During the COVID-19 pandemic, many studies have been carried out to examine sleep disorders . In the studies, age, gender, education level, physical and mental health, COVID-19, associated stressor factors, and profession (especially being a health worker) were identified as factors related to a sleep disorder. In our study, sleep quality was determined as bad in females, illiterate, married, and individuals with the first three days of disease diagnosis. A study from Brazil reported that monthly income, occupation, gender, age, and marital status had effects on sleep quality .
Hospitalized patients are trying to adapt to changes due to the new situation they are in while dealing with the effects of their illness. These changes may also affect the quality of patients’ sleep . A study conducted on 7236 participants in China during the pandemic concluded that 18% of the general population experienced poor sleep quality. In addition, patients with COVID-19 are expected to have reduced sleep quality due to symptoms associated with contracting the disease .
In our study, factors that cause insomnia during the time hospitalized in the hospital outlook causes such as respiratory distress, hospital environment, and pain. According to the findings of our study and the literature, it can be said that this may be related to the uncertainty, social isolation, and the more intense symptoms experienced in the patient’s illness during the time spent in the hospital. In this context, patients can be given orientation from their initial hospitalization to the hospital, reduced anxiety by providing information about the general process, and exposure to the clinical and treatment team in which they are treated.
Sleep hygiene is defined as policies and practices that improve sleep quality. Sleep hygiene training is also frequently used to deal with sleep disorders. In this context, watching TV or reading books in bed makes it difficult to fall asleep using technology . In our study, the majority of patients were found to sleep during the night and day hours, and to be able to sleep; they were able to navigate social media and watch television during periods of insomnia.
In addition, the requirements that patients need most to improve their sleep quality during their stay in the hospital are, in order, the management of disease symptoms, communication with healthcare staff, and social support.
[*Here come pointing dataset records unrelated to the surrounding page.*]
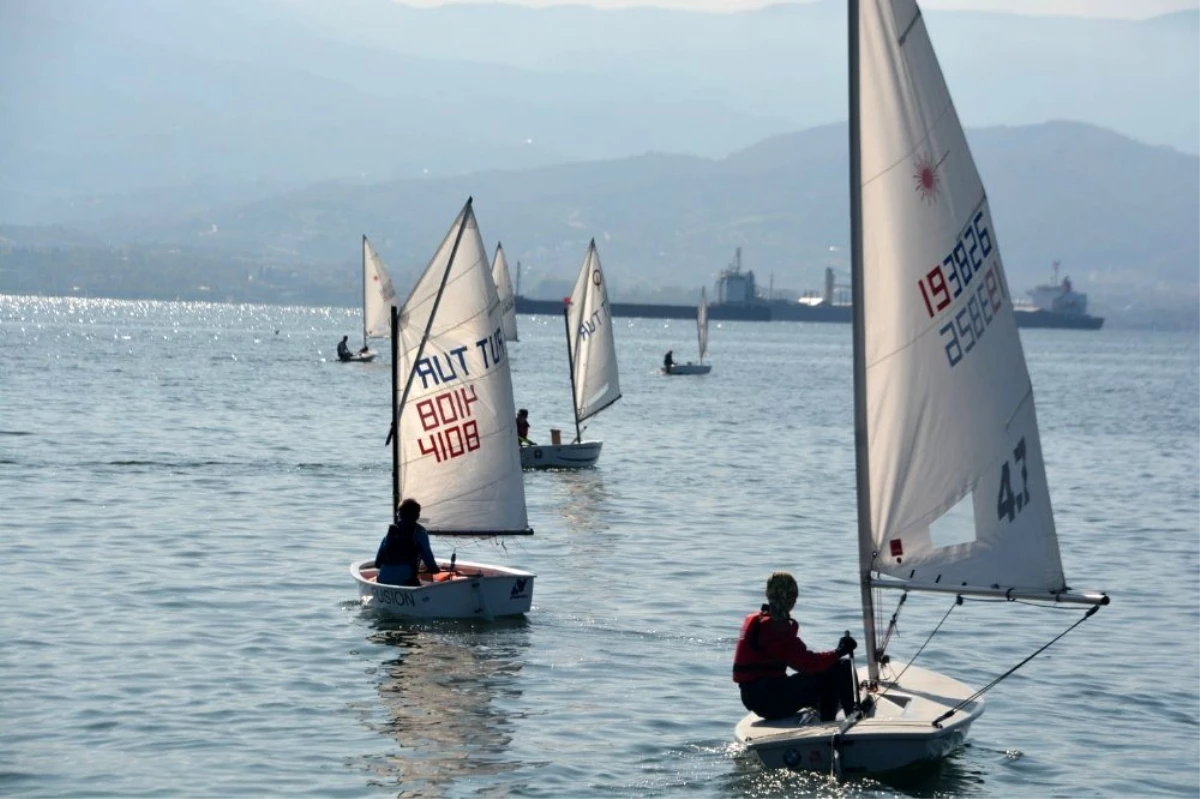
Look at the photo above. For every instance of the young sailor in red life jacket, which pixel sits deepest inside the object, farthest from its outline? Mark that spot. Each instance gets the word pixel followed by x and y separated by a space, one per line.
pixel 769 644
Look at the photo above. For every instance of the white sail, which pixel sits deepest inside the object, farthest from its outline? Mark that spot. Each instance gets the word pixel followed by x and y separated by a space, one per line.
pixel 589 337
pixel 949 402
pixel 504 289
pixel 378 295
pixel 459 443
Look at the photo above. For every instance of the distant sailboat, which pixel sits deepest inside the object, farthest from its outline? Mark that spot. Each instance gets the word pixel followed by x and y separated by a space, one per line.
pixel 504 290
pixel 701 337
pixel 378 298
pixel 455 451
pixel 592 362
pixel 943 407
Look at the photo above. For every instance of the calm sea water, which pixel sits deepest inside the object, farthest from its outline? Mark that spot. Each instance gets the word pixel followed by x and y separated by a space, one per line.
pixel 184 487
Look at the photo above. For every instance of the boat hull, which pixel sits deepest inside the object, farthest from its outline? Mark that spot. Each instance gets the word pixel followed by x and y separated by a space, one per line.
pixel 897 734
pixel 479 592
pixel 689 368
pixel 564 456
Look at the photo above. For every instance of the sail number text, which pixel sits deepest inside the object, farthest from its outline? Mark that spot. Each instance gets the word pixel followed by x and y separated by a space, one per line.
pixel 447 418
pixel 949 280
pixel 1009 504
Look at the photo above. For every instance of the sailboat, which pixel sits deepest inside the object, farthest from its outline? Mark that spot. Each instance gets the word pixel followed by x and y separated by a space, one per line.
pixel 455 420
pixel 504 289
pixel 943 408
pixel 592 362
pixel 378 296
pixel 701 337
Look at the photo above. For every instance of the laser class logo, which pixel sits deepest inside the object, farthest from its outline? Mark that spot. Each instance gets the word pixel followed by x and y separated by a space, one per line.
pixel 928 180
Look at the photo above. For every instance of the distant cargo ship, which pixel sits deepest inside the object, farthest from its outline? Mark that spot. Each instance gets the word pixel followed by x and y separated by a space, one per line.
pixel 738 300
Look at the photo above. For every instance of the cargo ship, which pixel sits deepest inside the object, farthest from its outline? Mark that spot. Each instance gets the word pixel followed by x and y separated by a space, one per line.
pixel 739 300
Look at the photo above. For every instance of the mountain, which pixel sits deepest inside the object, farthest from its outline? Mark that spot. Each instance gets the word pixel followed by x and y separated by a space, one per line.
pixel 221 101
pixel 1116 212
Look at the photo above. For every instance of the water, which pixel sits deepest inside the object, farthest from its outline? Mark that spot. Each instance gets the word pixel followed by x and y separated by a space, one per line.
pixel 184 490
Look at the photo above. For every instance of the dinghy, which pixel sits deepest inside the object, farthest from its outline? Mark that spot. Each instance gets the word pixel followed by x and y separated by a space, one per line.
pixel 702 337
pixel 504 290
pixel 378 298
pixel 592 364
pixel 943 408
pixel 455 415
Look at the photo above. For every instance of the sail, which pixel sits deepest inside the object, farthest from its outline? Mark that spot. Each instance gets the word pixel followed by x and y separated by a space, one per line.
pixel 459 452
pixel 949 406
pixel 508 296
pixel 378 295
pixel 589 337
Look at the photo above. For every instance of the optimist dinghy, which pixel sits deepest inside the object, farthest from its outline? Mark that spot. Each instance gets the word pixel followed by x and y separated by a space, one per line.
pixel 701 337
pixel 592 362
pixel 455 420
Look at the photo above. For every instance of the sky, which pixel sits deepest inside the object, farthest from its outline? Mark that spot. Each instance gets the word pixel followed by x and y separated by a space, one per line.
pixel 1113 8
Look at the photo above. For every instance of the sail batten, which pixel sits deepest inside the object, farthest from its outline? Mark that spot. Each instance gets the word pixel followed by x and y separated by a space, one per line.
pixel 591 338
pixel 951 425
pixel 457 430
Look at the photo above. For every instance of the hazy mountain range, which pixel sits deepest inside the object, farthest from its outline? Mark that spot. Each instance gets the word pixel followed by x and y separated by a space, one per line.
pixel 216 140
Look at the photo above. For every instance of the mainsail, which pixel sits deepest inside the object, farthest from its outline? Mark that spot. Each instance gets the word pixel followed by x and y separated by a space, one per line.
pixel 378 295
pixel 504 289
pixel 459 451
pixel 949 406
pixel 591 342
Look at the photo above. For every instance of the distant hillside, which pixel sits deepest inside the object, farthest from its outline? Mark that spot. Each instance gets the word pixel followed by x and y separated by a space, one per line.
pixel 222 101
pixel 1117 214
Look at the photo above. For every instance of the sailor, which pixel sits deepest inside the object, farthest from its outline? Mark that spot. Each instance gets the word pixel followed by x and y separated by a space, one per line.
pixel 523 428
pixel 406 545
pixel 769 644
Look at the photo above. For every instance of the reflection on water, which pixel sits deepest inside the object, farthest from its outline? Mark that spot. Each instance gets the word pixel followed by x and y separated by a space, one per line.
pixel 444 689
pixel 951 778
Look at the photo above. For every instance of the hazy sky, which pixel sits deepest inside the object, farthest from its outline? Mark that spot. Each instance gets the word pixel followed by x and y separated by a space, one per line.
pixel 1129 8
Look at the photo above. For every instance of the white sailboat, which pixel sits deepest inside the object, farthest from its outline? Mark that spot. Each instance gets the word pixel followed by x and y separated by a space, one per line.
pixel 701 337
pixel 455 415
pixel 378 298
pixel 504 289
pixel 943 406
pixel 592 362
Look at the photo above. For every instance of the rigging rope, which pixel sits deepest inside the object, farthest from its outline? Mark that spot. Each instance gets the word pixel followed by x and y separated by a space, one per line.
pixel 937 721
pixel 958 600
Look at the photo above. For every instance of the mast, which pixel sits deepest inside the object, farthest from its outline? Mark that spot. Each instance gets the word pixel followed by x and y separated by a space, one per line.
pixel 395 416
pixel 570 367
pixel 365 292
pixel 862 462
pixel 420 350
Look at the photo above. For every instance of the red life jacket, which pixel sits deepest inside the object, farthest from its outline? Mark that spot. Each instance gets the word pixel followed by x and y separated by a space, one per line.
pixel 767 650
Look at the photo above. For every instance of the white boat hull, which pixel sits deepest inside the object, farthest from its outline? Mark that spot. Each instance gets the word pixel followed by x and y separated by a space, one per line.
pixel 479 592
pixel 564 456
pixel 898 733
pixel 689 368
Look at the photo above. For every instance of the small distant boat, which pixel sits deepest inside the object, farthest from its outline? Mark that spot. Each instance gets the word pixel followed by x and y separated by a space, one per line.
pixel 378 298
pixel 455 425
pixel 504 290
pixel 592 362
pixel 952 490
pixel 702 337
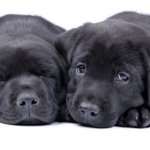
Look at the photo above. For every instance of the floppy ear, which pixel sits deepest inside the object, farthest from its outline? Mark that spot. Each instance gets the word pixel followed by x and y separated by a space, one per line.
pixel 146 56
pixel 67 42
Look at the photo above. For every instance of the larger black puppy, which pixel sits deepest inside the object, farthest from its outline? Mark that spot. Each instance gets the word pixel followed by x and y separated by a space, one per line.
pixel 32 73
pixel 109 71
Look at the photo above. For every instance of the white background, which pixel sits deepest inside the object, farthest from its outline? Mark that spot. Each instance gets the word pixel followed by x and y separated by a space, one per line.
pixel 69 14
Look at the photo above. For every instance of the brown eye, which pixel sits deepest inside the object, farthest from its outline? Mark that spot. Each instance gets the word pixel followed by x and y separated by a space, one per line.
pixel 123 77
pixel 80 69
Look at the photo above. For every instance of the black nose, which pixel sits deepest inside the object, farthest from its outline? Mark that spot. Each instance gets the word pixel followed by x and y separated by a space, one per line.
pixel 88 110
pixel 27 99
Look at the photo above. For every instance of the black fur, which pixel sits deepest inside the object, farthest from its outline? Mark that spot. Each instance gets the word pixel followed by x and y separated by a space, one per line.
pixel 119 44
pixel 32 73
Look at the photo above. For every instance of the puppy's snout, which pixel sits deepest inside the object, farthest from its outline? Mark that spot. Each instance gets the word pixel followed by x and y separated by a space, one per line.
pixel 27 99
pixel 88 110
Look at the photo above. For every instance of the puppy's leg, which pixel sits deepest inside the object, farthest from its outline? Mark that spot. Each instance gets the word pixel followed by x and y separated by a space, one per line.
pixel 135 117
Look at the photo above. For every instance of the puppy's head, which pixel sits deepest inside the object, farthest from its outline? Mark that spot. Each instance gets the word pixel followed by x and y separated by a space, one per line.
pixel 107 74
pixel 32 83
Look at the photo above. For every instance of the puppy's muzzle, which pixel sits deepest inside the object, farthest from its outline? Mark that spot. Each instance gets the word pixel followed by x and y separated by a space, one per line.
pixel 88 110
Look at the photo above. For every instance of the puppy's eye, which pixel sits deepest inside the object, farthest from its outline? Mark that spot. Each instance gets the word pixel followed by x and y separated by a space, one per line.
pixel 80 69
pixel 123 77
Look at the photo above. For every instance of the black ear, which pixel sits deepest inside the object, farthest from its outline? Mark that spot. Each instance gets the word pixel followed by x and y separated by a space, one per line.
pixel 69 40
pixel 65 43
pixel 146 56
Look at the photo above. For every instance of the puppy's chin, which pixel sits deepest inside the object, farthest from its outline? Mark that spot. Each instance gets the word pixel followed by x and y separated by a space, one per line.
pixel 31 121
pixel 105 121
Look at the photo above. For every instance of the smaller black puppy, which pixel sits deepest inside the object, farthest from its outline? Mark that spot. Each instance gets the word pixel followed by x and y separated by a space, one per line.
pixel 32 73
pixel 109 71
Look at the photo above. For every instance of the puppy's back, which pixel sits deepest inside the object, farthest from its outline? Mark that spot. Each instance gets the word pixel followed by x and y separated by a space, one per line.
pixel 26 24
pixel 139 19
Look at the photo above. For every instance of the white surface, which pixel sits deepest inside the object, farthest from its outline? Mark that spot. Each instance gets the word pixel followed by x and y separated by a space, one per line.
pixel 69 14
pixel 72 137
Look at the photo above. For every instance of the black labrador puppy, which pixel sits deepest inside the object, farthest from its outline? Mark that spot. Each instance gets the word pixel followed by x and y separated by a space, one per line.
pixel 32 72
pixel 109 71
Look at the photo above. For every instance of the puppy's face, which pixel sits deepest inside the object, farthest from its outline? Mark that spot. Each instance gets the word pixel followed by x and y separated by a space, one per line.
pixel 106 73
pixel 32 85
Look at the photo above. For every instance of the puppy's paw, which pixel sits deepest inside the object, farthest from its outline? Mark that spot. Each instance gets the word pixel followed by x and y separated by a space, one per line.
pixel 135 117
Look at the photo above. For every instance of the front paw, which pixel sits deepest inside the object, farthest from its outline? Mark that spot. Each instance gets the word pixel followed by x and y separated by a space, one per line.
pixel 135 117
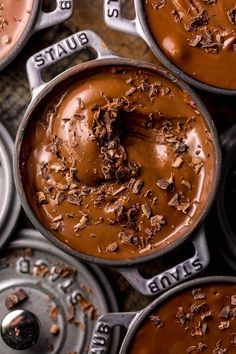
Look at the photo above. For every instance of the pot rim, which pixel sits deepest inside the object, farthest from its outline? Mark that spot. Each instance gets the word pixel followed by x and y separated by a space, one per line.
pixel 220 203
pixel 27 33
pixel 147 36
pixel 143 314
pixel 83 68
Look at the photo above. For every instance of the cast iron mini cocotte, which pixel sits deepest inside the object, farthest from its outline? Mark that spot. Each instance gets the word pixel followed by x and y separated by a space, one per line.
pixel 226 198
pixel 45 296
pixel 139 27
pixel 39 20
pixel 133 321
pixel 40 90
pixel 10 204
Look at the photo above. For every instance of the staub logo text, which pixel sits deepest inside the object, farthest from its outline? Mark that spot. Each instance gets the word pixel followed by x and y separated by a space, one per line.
pixel 112 10
pixel 65 4
pixel 61 49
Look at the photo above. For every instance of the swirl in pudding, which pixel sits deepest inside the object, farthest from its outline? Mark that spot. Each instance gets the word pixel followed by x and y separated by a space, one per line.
pixel 117 162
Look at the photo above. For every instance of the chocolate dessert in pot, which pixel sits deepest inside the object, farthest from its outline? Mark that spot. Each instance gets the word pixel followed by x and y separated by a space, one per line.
pixel 198 320
pixel 14 17
pixel 197 36
pixel 118 162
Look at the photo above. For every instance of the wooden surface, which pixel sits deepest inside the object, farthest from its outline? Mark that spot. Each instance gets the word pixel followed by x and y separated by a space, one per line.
pixel 15 96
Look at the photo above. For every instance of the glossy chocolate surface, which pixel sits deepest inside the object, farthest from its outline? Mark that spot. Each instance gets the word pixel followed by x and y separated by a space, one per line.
pixel 195 321
pixel 117 163
pixel 14 17
pixel 197 36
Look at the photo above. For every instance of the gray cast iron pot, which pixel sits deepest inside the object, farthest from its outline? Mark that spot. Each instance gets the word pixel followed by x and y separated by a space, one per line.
pixel 133 321
pixel 139 27
pixel 226 193
pixel 40 90
pixel 38 21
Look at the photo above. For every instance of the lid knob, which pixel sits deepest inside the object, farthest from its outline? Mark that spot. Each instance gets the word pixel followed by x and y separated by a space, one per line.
pixel 20 329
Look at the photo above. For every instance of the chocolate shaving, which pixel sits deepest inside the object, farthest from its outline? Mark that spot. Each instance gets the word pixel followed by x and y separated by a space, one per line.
pixel 166 184
pixel 223 325
pixel 197 21
pixel 81 224
pixel 130 91
pixel 147 211
pixel 41 198
pixel 157 321
pixel 198 294
pixel 233 300
pixel 113 247
pixel 178 162
pixel 126 238
pixel 233 339
pixel 232 15
pixel 195 40
pixel 159 4
pixel 157 221
pixel 137 187
pixel 225 312
pixel 54 329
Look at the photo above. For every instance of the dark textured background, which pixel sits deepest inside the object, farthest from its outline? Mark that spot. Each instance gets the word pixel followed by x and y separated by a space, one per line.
pixel 15 96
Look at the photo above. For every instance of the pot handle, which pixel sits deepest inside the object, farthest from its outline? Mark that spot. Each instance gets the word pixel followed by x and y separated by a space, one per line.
pixel 102 332
pixel 175 275
pixel 114 19
pixel 227 139
pixel 66 47
pixel 62 12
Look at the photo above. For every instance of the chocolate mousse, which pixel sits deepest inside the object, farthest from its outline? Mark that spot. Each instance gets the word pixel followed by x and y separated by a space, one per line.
pixel 14 17
pixel 198 36
pixel 117 162
pixel 198 320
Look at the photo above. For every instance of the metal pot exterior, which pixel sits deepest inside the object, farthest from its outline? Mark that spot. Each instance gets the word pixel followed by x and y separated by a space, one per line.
pixel 39 20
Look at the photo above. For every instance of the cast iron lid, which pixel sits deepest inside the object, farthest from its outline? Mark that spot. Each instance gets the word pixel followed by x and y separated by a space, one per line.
pixel 226 202
pixel 53 298
pixel 9 203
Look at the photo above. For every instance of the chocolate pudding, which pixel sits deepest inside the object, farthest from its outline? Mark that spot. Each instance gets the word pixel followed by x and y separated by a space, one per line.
pixel 197 320
pixel 117 162
pixel 197 36
pixel 14 17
Patients with COVID-19 positive (+) diagnosis show that their sleep deterioration occurs after the first three days; about three-quarters of them have poor sleep quality, and cases that cause sleep disorders are caused by complaints such as symptoms, hospital environment, and pain. Hospitalized patients are trying to adapt to changes due to the new situation they are in while dealing with the effects of their illness. Patients should be trained, informed, and provided hospital orientation and sleep hygiene training with effective communication methods from patient hospitalization to stool.